Guidelines for the scholarship, along with instructions on how to apply, are available on Alberta.ca.
Thank you to our guest author Ashley Henrickson for this interesting post. Ashley is a M.A. student at the University of Lethbridge and the Museum Educator at the Galt Museum and Archives. Her research examines the experiences of young people living in the Canadian Prairies whose fathers or brothers served overseas during the First World War. Ashley received the Roger Soderstrom Scholarship in 2017. The funds from this scholarship allowed her to visit archives across Alberta and present her research at “Children, Youth, and War,” a symposium hosted by the University of Georgia.
A never-ending cycle of children, chores, and neighbors cut through Isabelle Brook’s home, constantly interrupting the letters she wrote at her kitchen table. Isabelle apologized for her “jumbled up” proses as she paused to prepare dinner, answer the door, or tend to her busy children: “Alice is here wiggling around like a little eel, so I must quit”; “Gordon is wakening up I must go”; “Glen’s upset the ink over the table cloth now.” The constant movement suggests that life for Isabelle and her five children may have been lonely without their father, but it was not dull.

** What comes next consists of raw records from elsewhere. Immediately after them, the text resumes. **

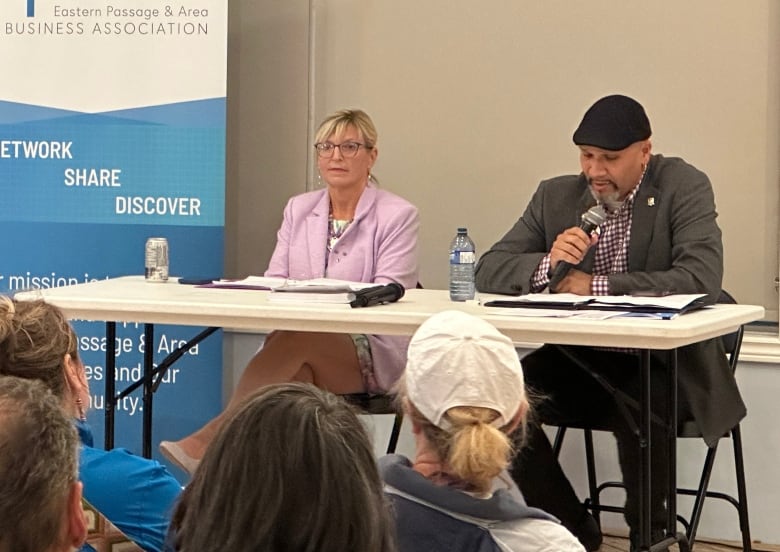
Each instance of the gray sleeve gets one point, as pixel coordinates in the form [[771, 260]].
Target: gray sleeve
[[508, 266]]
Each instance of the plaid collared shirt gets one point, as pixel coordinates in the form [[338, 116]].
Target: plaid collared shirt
[[611, 249]]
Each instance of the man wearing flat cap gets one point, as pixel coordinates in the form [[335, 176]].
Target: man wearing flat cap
[[657, 231]]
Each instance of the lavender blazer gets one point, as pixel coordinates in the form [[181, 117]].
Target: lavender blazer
[[379, 246]]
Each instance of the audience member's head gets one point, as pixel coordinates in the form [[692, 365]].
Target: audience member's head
[[40, 496], [37, 342], [292, 469], [463, 390]]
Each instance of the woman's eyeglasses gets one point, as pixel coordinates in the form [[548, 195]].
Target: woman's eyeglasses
[[347, 149]]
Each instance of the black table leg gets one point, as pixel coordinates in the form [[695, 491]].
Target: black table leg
[[110, 392], [148, 394], [645, 482]]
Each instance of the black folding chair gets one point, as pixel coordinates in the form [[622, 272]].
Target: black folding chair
[[685, 429]]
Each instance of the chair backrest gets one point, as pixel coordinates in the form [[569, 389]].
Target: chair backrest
[[732, 342]]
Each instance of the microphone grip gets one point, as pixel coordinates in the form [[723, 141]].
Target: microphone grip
[[558, 274]]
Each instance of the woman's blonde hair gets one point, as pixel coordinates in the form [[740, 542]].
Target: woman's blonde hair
[[338, 122]]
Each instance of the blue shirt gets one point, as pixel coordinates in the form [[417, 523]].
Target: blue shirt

The hundreds of “jumbled up” letters that Isabelle wrote from her kitchen table in Craigmyle, Alberta, are a valuable and vibrant record of Alberta’s past. She sent these letters to her forty-five-year-old husband, Sidney Brook, who served on the Western Front with the Canadian Expeditionary Force from 1916-1918. In response Sidney sent hundreds of letters to his family, which were preserved alongside Isabelle’s by their descendants and then donated to the Glenbow Archives. The Brook’s collection is especially valuable because very few letters sent from families living in Alberta to soldiers serving overseas have survived to the modern day. This is because soldiers, like Sidney, were constantly moving across the Western Front and had to carry all their personal belongings with them. This forced them to destroy all but a few precious letters that they could fit in their pocket.